The next function receives \(X\), which is a set of \(X_i\) we wish to estimate, and output the estimations:
# dataset: two-column dataframe with col x for input, and col y for output
# kernel: the kernel in use
# sd_noise: the standard deviation of the noise of the dataset samples
gp_samples <- function(X, dataset, kernel, n_samples, sd_noise=0, seed=121) {
k.dd <- get_sigma(dataset$x, dataset$x, kernel)
k.dx <- get_sigma(dataset$x, X, kernel)
k.xd <- get_sigma(X, dataset$x, kernel)
k.xx <- get_sigma(X, X, kernel)
# These matrix calculations correspond to equation (2.19) in the
# Rasmussen and Williams's book 'Gaussian Processes for ML'
noise_part <- sd_noise^2 * diag(1, ncol(k.dd))
d.star.bar <- k.xd %*% solve(k.dd + noise_part) %*% d$y
cov.d.star <- k.xx - k.xd %*% solve(k.dd + noise_part) %*% k.dx
# generate the samples
set.seed(seed)
y_sample <- matrix(rep(0,length(X)*n_samples), ncol=n_samples)
for (i in 1:n_samples)
y_sample[,i] <- mvrnorm(1, d.star.bar, cov.d.star)
list(y_sample=y_sample, mean_est=d.star.bar)
}
Let’s try to fit some data:
d <- data.frame(x=c(-4,-3,-1,0 ,2),
y=c(-2, 0 ,1,2,-1))
n_samples <- 50
result <- gp_samples(X, d, make_gaussian_kernel(0.5), n_samples)
plot(X, result$y_sample[,1], type="n", ylim=c(min(y_sample)-.5, max(y_sample)+.5), ylab="sample functions")
for(i in 1:n_samples)
points(X, result$y_sample[,i], type="l", col="lightgrey")
points(X, result$mean_est, type="l", col="red", lwd=2)
We can estimate the output for a given value, say \(2.3\).
value <- 2.3
result <- gp_samples(value, d, make_gaussian_kernel(0.5), n_samples=5e3)
# i <- 23 # eg: check the 23th value of X
ys <- result$y_sample[1,]
library(coda)
hpd <- HPDinterval(as.mcmc(ys), prob=0.95) # compute highest density interval
hist(ys, breaks=50, freq=FALSE, xlab="", main=paste("Estimate for x=",round(value,2)), yaxt='n', ylab="")
lines(density(ys),col="red",lwd=2)
text(-0.2,1.1,paste("mean: ",round(result$mean_est,2)))
text(-0.4,1.3,paste("95% HPD: [",round(hpd[1],2),",",round(hpd[2],2),"]"))

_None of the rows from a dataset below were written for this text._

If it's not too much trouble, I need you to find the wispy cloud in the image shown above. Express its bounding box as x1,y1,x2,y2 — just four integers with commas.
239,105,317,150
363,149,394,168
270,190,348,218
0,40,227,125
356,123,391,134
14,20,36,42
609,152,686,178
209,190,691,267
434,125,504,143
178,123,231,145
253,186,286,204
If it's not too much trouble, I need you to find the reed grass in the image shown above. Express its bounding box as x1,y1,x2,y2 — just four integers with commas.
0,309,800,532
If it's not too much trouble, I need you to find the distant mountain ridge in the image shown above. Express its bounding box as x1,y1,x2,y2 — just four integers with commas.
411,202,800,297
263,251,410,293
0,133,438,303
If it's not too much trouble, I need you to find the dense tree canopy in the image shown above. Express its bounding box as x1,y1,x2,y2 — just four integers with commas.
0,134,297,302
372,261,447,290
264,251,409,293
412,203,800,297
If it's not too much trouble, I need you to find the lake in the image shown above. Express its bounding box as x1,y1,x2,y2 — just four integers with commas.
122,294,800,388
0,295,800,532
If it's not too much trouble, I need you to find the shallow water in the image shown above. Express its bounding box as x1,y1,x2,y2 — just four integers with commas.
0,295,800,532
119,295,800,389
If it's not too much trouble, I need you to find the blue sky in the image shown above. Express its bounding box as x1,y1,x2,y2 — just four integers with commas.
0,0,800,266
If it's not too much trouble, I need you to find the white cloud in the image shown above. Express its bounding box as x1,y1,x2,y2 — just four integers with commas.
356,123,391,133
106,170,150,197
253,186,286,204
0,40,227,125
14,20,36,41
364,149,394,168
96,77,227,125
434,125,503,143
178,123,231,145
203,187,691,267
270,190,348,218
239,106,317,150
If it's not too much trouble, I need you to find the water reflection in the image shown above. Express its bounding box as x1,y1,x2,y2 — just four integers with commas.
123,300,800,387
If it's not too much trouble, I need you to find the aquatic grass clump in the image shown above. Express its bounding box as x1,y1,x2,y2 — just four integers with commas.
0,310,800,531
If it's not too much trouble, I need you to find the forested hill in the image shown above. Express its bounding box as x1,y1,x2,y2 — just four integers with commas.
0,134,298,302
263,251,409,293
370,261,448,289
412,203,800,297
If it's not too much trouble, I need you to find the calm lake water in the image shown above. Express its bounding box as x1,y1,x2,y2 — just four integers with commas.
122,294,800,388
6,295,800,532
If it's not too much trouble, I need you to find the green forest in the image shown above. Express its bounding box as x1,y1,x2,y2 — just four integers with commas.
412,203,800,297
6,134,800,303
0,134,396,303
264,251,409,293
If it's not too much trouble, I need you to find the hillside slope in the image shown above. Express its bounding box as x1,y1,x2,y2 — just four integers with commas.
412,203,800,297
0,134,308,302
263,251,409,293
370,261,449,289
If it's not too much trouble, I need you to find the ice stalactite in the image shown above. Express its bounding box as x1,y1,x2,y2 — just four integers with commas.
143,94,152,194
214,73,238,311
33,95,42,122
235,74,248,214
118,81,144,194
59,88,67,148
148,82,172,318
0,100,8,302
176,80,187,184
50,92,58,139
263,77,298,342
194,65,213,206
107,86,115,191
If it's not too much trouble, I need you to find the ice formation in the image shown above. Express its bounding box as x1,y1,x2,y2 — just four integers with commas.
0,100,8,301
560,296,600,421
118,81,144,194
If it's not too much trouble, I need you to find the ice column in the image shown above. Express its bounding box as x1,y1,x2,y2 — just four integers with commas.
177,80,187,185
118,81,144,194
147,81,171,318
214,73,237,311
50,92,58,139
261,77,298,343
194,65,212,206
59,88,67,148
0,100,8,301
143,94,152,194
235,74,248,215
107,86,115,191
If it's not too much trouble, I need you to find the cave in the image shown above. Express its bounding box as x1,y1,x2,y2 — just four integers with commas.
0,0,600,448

Also, we can assume that our data is noisy:
result <- gp_samples(X, d, make_gaussian_kernel(0.5), n_samples, sd_noise=0.2)
plot(X, result$y_sample[,1], type="n", ylim=c(min(y_sample)-.5, max(y_sample)+.5), ylab="sample functions")
for(i in 1:n_samples)
points(X, result$y_sample[,i], type="l", col="lightgrey")
points(X, result$mean_est, type="l", col="red", lwd=2)
# estimate for value
value <- 2.3
result <- gp_samples(value, d, make_gaussian_kernel(0.5), n_samples=5e3, sd_noise=0.2)
ys <- result$y_sample[1,]
hpd <- HPDinterval(as.mcmc(ys), prob=0.95) # compute highest density interval
hist(ys, breaks=50, freq=FALSE, xlab="", main=paste("Estimate for x=",round(value,2)), yaxt='n', ylab="")
lines(density(ys),col="red",lwd=2)
text(-0.2,0.8,paste("mean: ",round(result$mean_est,2)))
text(-0.3,1.0,paste("95% HPD: [",round(hpd[1],2),",",round(hpd[2],2),"]"))
Notice how the HPD is now larger.
This procedure can also be used with other kernels. The next one corresponds to the Ornstein-Uhlenbeck process useful to model Brownian motion.
exponential_kernel <- function(x,z) exp(-0.1*abs(x-z)) # parameter theta=0.1
result2 <- gp_samples(X, d, exponential_kernel, n_samples)
plot(X, result2$y_sample[,1], type="n", ylim=c(min(y_sample), max(y_sample)),
ylab="sample functions")
for(i in 1:n_samples)
points(X, result2$y_sample[,i], type="l", col="lightgrey")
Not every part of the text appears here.